Rash devotes much of the novella to the men actually doing the lumbering, bringing one team of lumberjacks alive to readers. Serena has put them under terrible pressure to complete clearing the last mountainside before her deadline.
One lumberjack, named Ross, is different from the others. He’s a local man like them, but he had gone to college and had become a high-school math teacher. Yet when Ross apparently brought home diphtheria from school, diphtheria that ended up killing his wife and children but sparing him, he quit teaching and joined the lumbering crew, the hard, concentrated, day-long physical labor relieving some of his constant guilt and grief . . . and providing the possibility of “accidental suicide,” the death-rate among lumbering men being very high. The operation has its own graveyard, and one member of Ross’s crew and many men from other crews already lie buried there.

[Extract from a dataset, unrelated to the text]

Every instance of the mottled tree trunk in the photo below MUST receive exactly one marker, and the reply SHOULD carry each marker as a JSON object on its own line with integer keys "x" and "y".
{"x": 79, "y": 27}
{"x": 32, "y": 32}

Ross knows about Rachel and Jacob, as well as about the mysterious deaths of so many who got in Serena’s way. And he knows that Galloway is her henchman and that the old crone is Galloway’s guide. Yet while others fear Galloway and avoid him, Ross repeatedly stands up to him, even after Galloway warns him that his time is coming. Ross tells Galloway that he can’t take anything from him that he values, and readers know that includes his life.
As the climax nears, readers sense that Ross must be the key to the survival of Rachel and Jacob. But readers of “Serena” also know that Galloway will still be alive in 1979, so Ross can’t be about to murder him. So what’s going to happen! How will this man grieving at the loss of his wife and children save the lives of a woman and child begotten by one of Serena’s recent victims, her own husband?